Tuesday, April 3rd, 2018
Innovation is a strategic goal of any company – large or small – that hopes to grow and succeed. But often, it’s the process of generating high quality, innovative ideas that can be the most challenging – not the act of accomplishing the innovation work. And with all of the different types of innovations (e.g., continuous improvement, disruptive technologies, complementary products, etc.) it can be overwhelming to come up new ideas that will drive the trajectory of your business. You need a process and a team that can consistently and reliably generate new innovative ideas that will funnel into your standard work and stage gate processes. Ideally, this idea generation process would be formulated with a wide scope so as to capture opportunities from multiple modes of innovation. Similar to Stuart Kauffman’s perspective that it is impossible to imagine that a sunflower can emerge from a soup of simple organic molecules, it is impossible to know from where and how your next great innovations will emerge.
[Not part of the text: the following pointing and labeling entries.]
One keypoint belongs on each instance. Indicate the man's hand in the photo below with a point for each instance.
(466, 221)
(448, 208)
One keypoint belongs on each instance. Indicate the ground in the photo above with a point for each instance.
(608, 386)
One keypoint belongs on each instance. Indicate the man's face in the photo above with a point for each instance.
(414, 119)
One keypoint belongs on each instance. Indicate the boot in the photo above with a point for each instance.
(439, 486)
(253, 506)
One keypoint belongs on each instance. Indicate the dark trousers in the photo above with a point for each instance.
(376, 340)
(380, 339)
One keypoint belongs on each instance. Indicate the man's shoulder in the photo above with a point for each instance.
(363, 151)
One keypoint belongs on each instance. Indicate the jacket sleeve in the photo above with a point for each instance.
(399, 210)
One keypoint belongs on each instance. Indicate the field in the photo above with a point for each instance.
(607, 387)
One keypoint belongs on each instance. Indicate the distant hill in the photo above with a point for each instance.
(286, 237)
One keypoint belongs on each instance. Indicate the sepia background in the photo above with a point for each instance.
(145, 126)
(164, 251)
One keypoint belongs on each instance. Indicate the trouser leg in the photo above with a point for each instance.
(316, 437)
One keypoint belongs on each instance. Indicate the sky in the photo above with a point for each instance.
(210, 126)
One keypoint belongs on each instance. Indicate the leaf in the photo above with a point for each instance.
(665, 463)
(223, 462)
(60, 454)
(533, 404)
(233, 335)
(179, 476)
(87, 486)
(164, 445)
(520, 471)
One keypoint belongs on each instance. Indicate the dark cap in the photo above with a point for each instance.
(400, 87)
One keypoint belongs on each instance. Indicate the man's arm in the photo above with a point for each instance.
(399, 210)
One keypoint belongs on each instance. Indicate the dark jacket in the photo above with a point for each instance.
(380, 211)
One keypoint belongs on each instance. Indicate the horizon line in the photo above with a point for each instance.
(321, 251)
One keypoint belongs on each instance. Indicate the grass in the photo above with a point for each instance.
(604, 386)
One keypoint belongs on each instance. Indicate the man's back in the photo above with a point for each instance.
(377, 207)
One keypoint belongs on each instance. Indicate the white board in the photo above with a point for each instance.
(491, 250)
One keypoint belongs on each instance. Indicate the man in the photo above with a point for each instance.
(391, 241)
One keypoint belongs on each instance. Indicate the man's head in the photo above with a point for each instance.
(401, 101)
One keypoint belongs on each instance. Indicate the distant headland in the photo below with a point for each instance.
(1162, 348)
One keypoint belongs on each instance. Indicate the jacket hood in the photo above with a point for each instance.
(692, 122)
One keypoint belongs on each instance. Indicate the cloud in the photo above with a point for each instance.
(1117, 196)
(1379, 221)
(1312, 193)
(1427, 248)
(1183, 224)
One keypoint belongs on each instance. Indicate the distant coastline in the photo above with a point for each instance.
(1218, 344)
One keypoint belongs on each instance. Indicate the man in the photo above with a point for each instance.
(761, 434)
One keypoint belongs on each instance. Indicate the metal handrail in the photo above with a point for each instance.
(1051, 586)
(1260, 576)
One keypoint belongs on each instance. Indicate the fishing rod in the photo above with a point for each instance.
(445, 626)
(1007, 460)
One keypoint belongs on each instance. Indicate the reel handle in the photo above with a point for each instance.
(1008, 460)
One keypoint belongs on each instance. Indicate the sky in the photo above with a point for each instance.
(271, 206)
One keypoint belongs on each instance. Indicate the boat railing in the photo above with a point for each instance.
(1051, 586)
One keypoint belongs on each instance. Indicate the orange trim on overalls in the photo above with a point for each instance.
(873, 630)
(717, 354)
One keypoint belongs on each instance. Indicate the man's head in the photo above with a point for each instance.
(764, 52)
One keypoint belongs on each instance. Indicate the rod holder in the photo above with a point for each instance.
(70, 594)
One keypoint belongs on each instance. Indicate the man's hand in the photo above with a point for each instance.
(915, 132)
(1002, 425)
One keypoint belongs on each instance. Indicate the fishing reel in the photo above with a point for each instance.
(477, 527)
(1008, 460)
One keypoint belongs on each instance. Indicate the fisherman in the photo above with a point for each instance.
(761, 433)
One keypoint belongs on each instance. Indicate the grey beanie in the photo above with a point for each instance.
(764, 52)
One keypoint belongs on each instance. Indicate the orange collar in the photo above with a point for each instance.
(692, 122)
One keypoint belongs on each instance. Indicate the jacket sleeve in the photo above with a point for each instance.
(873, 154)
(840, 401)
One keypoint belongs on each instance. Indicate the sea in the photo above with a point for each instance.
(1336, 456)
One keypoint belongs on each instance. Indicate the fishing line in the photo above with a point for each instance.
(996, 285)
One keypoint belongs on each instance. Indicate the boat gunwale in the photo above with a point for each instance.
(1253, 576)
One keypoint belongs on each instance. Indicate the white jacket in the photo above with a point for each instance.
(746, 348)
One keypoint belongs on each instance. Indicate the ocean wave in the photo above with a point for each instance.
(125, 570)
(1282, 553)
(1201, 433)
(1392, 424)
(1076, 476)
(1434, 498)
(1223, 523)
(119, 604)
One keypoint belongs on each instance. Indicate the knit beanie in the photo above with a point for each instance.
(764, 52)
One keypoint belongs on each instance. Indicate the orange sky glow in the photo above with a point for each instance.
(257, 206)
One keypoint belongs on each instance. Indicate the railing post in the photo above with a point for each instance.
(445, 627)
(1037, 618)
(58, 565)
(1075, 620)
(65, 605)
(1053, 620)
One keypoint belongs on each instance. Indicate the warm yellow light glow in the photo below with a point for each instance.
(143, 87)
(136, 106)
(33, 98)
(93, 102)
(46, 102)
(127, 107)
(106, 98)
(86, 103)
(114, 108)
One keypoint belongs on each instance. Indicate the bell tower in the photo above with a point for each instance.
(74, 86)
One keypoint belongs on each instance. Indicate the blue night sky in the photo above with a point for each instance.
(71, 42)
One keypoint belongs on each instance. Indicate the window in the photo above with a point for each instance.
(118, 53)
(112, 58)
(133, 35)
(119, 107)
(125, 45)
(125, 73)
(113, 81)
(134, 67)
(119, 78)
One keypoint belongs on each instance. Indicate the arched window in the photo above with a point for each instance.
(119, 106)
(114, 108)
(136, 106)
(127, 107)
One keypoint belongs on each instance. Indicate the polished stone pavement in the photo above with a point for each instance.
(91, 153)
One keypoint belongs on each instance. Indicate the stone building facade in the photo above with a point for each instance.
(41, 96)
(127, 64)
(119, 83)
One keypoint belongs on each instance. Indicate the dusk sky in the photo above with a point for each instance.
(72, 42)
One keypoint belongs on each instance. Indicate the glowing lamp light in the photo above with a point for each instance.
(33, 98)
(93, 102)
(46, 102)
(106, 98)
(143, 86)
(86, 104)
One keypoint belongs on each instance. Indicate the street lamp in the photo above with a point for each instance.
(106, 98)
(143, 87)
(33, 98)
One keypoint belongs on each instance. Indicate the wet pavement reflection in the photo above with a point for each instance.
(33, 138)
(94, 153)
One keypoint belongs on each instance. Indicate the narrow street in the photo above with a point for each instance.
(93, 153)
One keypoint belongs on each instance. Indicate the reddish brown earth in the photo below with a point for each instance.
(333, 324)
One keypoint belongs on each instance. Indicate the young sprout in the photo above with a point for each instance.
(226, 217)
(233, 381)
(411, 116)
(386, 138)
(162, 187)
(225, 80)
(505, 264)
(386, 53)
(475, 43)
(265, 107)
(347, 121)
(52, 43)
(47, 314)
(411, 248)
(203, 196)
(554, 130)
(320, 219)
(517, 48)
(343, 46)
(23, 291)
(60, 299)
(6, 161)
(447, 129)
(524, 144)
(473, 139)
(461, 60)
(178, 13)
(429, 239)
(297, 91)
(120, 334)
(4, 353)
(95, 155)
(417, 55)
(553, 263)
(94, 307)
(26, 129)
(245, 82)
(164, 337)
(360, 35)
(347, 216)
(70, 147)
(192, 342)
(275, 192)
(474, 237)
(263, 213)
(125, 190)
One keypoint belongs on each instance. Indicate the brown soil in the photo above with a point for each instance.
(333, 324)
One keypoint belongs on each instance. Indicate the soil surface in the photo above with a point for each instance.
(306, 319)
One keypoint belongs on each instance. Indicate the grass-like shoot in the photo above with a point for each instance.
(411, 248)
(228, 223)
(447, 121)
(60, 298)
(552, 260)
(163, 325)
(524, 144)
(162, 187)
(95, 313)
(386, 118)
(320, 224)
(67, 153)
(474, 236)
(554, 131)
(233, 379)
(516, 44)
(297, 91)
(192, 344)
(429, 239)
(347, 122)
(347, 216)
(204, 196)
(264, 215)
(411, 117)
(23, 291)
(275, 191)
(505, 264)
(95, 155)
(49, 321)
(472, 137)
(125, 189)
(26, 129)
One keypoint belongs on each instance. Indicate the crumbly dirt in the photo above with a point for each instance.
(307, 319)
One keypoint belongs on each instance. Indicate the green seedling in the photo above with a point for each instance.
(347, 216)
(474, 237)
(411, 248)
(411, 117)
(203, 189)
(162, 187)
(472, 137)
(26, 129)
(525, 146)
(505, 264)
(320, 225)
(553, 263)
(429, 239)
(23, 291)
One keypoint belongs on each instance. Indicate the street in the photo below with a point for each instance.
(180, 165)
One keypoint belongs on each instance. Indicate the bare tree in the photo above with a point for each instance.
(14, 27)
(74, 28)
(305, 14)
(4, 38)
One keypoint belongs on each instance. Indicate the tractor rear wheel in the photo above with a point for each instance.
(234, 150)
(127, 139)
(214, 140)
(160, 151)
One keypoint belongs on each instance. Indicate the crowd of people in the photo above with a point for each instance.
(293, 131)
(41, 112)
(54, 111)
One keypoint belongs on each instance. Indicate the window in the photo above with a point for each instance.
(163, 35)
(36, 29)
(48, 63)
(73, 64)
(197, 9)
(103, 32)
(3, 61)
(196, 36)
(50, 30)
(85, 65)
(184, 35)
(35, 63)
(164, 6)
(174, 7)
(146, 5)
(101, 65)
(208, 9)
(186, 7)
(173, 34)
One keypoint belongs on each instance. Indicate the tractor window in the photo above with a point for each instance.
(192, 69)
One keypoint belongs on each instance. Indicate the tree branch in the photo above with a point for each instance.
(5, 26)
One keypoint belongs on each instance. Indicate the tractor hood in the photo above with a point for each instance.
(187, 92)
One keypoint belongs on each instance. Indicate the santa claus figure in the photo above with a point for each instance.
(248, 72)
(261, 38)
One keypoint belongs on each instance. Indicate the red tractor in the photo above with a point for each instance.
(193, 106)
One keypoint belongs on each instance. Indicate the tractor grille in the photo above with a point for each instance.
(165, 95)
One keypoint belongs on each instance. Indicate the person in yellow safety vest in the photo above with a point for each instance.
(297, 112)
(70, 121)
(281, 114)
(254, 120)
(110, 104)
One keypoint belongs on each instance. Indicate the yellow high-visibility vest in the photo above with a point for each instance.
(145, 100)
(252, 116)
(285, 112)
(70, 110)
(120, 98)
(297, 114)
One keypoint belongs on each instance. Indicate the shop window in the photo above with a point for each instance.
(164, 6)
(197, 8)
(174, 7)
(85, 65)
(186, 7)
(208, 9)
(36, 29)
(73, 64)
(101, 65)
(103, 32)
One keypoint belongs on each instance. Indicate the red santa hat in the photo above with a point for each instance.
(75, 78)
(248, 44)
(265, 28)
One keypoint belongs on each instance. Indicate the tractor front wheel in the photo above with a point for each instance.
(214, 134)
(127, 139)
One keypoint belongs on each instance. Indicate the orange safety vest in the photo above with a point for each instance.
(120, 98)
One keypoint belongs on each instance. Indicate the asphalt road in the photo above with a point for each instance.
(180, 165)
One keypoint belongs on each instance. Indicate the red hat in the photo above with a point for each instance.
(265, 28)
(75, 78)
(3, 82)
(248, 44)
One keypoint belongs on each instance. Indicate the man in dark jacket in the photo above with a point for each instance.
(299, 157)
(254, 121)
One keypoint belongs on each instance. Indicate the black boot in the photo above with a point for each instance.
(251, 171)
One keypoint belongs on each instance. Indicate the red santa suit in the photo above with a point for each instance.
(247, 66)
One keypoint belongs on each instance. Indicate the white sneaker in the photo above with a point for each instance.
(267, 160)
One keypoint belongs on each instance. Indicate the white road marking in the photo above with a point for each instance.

Going into this week’s Stage Gate International Innovation Summit, we have been thinking a lot about how to develop an innovation idea funnel. We are excited to participate in the sessions, talk with other industry leaders, and reflect on new insights from industry best practices. Follow us on Twitter (@ShepChemical) as we post live insights captured from keynote speakers and new connections. Specifically we will be focusing on the below list of questions that we hope to learn more about at the summit.
We would be very interested to hear what additional key questions/insights intrigue you about the innovation process.
- What processes do organizations use for coming up with innovation ideas?
- What are the distinguishing features of different modes or kinds of innovation: disruptive, incremental, and complementary?
- How do organizations integrate problem solving and product development efforts?
- How much of successful innovation is organizational? Process? Team makeup?
- What roles can customers and suppliers play in innovation?
- What might successful innovation look like at a medium size company? How is it different at large companies? Small ones?
- Are there forces we can harness like self-assembly and evolution to grow our own “sunflowers”?